La tragédie s’est de nouveau invitée dans la ville martyre de Beni, en province du Nord-Kivu. Dans la nuit du samedi 30 au dimanche 31 mai, une incursion meurtrière attribuée aux terroristes d’origine ougandaise, membres des Forces démocratiques alliées -ADF-, a plongé le quartier Ngadi dans le deuil et l’effroi. Selon des informations relayées par le média en ligne «Actualité.cd», un bilan provisoire fait état d’au moins sept personnes sauvagement abattues, dont l’illustre artiste comédien et chanteur Nzanzu Mangese. Entre psychose généralisée, hôpitaux vidés de leurs malades et disparitions massives, le cri de détresse de la population retentit une fois de plus à l’adresse de Kinshasa.
Sur le terrain, la désolation se mêle à l’incertitude. Les forces de défense et de sécurité ont investi la zone pour des opérations de fouille et de ratissage. Les familles, plongées dans une attente insoutenable, recherchent désespérément de nombreux proches portés disparus. Le risque de voir le bilan s’alourdir reste entier. L’effet de l’attaque dépasse le quartier Ngadi. La psychose sécuritaire a provoqué des mouvements de panique dans les structures sanitaires de la zone. Plusieurs malades ont fui précipitamment les centres de santé, craignant d’être pris au piège lors de l’assaut. Pour les acteurs sanitaires, cette fuite massive complique la prise en charge dans un système déjà fragile.
Certains patients, privés de suivi, s’exposent à des risques aggravés. Les conséquences humanitaires de ce déplacement soudain inquiètent déjà le personnel médical.

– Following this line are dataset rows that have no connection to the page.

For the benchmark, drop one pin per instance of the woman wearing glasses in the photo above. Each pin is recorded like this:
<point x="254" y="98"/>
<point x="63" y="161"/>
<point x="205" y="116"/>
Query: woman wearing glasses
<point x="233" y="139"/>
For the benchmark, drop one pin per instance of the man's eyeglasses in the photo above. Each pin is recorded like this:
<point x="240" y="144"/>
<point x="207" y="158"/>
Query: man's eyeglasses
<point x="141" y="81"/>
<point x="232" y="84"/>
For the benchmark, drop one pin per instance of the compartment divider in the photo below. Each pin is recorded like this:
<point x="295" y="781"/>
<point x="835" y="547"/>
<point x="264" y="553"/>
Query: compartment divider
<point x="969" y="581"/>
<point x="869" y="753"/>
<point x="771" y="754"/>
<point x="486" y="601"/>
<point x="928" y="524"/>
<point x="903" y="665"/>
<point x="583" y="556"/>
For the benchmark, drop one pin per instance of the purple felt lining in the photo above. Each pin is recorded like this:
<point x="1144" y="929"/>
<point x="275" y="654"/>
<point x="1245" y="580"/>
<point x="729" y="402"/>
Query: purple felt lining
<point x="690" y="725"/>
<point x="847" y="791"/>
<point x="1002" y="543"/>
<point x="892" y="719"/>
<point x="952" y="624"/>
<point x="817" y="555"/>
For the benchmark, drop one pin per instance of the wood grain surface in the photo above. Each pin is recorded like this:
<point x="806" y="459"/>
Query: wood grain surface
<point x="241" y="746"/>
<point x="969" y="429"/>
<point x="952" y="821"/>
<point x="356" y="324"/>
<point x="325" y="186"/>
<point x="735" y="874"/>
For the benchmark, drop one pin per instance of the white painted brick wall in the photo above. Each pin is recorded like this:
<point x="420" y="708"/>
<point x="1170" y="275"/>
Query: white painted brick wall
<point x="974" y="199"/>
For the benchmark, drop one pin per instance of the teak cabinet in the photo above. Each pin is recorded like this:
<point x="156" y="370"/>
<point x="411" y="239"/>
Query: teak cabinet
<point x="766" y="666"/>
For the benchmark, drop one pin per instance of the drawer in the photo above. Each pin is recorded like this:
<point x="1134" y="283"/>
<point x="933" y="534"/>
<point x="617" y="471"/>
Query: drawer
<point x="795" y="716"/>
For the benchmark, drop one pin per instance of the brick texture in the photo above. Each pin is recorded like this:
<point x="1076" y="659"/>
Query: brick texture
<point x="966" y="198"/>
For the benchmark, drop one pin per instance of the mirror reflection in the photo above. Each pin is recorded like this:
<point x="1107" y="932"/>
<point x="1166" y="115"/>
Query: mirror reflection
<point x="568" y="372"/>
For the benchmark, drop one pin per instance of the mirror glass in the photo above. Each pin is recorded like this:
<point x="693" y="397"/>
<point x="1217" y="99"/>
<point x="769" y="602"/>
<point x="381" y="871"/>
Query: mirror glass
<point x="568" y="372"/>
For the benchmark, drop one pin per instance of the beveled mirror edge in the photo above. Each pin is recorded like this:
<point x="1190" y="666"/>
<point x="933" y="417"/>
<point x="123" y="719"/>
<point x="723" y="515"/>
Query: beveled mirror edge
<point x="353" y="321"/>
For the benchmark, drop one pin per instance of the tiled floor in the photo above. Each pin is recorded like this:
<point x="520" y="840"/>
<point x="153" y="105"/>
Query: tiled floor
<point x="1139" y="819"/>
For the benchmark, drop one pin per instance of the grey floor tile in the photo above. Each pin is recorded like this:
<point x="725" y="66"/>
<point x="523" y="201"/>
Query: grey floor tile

Face à cette énième tragédie, les voix s’élèvent de nouveau à Beni. Autorités locales, Société civile et habitants multiplient les appels pour un renforcement urgent du dispositif sécuritaire. Après des années de violences récurrentes, la population exige des mesures concrètes pour restaurer la paix et la stabilité dans la région.